Let my flag remind, of my sacred duty. Black for the people, green for the land, red for the price of freedom and white for peace in Kenya, my pride, my strength, my joy always will be Kenya. This without a doubt evokes a good measure of patriotic emotionalism right? *mission accomplished* But what really is Kenyan Patriotism? Was I less of a flag-waver 13 years ago when i lived back home? or was the ultranationalist me confined to the pride emanated from watching our athletes bag gold medals in the Olympics or that one time the Survivor series was shot in my homeland *was it even televised locally?* I am in a continuous state of pondering; what really typifies homeland patriotism? If the last 8 or so years are anything to go by, locally Kenyans fill the bill. Laudable advances in appreciation of our beautiful country as shown in statistical increase in domestic tourism *gone are the yonder years when Nairobi was the only mod thing* In pursuit of emancipation and egalitarianism, people locally have never been more dead set on educating themselves on matters Political, *evident in the current pro-activity visible in civil society* Health *my mothers prudent platter shames me* Social solidarity unwavering support for homegrown Kenya *7’s phenomenon, appreciation of local brands* Economic* micro-finance advancements *we still are a micro populace* Technological *iHub, Ushahidi* this list is inexhaustible. In these onerous times, such headlines are undoubtably endearing. This indomitable spirit attests to a journey begun.
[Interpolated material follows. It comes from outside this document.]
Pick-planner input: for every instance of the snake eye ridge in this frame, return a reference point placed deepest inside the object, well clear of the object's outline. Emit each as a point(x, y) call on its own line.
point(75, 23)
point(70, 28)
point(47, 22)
So what does this have to do with patriotism? Well, that’s simple. As i go about my day-to-day affairs domiciled in a country other than my own, I proudly wear a beaded wrist band with the true colors of my land and boast a pennant competing for space on my cars’ foreign license plate, * an inspection officer threatened to fail my car on account of this* my footwear bears the court of arms.*soma lebo (read the label)* These are just strewed examples of my diasporic definition of patriotism. It’s a wash the outside and overlook the inside of the coffee mug affair. Am so tempted to bow out on this self confrontation right now as numerous justifications spring left right*voices in my head*
Are all my symbols bona fide portrayals of my patriotism? In plain terms do i need to strap myself with the 4 colors to demonstrate to the world how nationalistic i am? Why can’t I commit to palpable undertakings as demonstrated by my compatriots back home? Wait, I think am been too tough on myself. Am a constant remitter of money southwards *well, informally* My résumé speaks volumes *still waiting for domestic advancement signals* I stay abreast with current affairs *am mostly put off by the grimness* i could go on but for the sake of self preservation i think i have put my point across.
I will not put down my symbols *i’d feel naked* but i make a deliberate shift, to create value for my emblems. I want patriotism for my beloved motherland to emanate from within me as opposed to without me. Then maybe, just maybe i won’t need my ornaments.